For first-timers, Belete recommends the special combo, a large platter filled with options that will feed and satisfy the whole family.

Credit: Zoma Ethiopian restaurant
An example of a combo platter at Zoma

Because so much of the cuisine relies on grains, legumes and vegetables, Ethiopian food is becoming increasingly popular with vegetarians and vegans. In fact, Belete estimates that 70- to 80-percent of his clientele classify themselves as meat-free diners. In the coming weeks, the chef plans to add even more vegetable-based dishes to the menu.

“People’s preferences are changing and changing right now,” he says. “People are avoiding the drive-through and instead they sacrifice to eat Ethiopian vegan dishes by driving from Westlake or Hudson to Cleveland Heights because they are more health conscious.”

While Zoma has been closed during the pandemic to dine-in service, carry-out and delivery business has been brisk enough to keep Zoma afloat, reports Belete.

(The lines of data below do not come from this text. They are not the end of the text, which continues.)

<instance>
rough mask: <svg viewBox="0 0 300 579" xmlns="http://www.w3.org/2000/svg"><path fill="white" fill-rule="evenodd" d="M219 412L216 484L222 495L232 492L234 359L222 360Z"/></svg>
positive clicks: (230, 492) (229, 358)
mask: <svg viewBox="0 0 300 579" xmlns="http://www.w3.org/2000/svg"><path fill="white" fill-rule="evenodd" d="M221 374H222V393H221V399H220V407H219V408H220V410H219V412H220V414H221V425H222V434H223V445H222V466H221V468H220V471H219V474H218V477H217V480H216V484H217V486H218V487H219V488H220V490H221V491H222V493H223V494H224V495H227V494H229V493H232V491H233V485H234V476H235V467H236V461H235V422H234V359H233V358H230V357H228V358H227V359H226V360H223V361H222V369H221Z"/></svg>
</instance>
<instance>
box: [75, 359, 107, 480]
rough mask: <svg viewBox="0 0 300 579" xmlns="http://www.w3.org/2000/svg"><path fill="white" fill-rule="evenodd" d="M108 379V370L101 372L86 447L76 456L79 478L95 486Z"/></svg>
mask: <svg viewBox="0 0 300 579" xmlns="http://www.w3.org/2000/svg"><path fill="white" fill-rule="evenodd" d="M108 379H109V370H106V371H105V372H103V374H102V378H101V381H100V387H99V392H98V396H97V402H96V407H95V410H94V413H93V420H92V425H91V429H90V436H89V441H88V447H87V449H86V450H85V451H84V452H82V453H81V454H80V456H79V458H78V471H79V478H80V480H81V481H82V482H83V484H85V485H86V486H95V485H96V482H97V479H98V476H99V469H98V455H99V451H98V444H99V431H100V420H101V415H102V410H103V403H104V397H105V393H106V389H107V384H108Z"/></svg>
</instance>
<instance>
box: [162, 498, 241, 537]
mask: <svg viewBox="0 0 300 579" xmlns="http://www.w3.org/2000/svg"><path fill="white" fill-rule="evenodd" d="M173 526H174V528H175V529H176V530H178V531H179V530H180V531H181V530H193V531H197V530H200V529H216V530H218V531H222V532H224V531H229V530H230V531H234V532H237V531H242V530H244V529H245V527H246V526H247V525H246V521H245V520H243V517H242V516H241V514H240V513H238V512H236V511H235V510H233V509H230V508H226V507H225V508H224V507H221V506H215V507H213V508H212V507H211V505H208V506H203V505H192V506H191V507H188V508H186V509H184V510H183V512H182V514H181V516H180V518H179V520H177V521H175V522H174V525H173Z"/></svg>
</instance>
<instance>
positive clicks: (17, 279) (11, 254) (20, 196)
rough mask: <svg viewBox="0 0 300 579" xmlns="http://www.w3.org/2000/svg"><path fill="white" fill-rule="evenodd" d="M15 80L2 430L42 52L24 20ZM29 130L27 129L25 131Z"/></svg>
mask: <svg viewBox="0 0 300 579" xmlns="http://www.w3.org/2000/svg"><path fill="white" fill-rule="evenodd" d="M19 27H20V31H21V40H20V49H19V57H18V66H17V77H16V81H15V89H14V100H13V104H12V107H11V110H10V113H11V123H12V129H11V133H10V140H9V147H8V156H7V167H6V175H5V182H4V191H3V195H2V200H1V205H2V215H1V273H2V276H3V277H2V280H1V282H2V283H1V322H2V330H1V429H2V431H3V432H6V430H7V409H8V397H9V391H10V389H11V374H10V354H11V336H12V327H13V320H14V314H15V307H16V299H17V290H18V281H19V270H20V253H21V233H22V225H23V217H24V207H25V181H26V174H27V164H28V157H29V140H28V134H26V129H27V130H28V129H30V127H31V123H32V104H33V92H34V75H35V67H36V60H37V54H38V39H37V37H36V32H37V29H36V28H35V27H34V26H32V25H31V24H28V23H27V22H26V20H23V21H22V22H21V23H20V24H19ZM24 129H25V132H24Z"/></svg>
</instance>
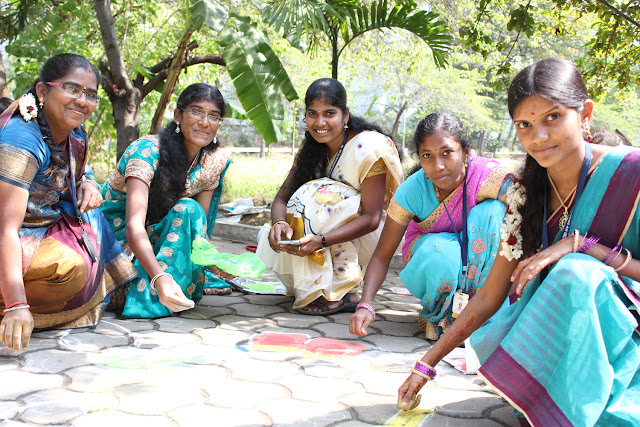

“The one thing we miss is our families coming to dine in the restaurant, but support-wise they have helped us out a lot in terms of carry-out,” he says. “We are doing good, so no complaints. I understand that restaurants can close even before the pandemic, so as long as you do things the right way, you can survive. People come in from Mentor, come in from Lakewood, come in from Broadview Heights to take carry-out from us. Some people send us a check to help the restaurant out.”

Credit: Zoma Ethiopian restaurant
Dish from Zoma Ethiopian restaurant

For the foreseeable future, he adds, carry-out and delivery is the only business Zoma will continue to offer.

“The times we are at now is not better than what we had before March 15, so I don’t think it’s a safe time bring customers to the dining environment. I don’t think in the near future.”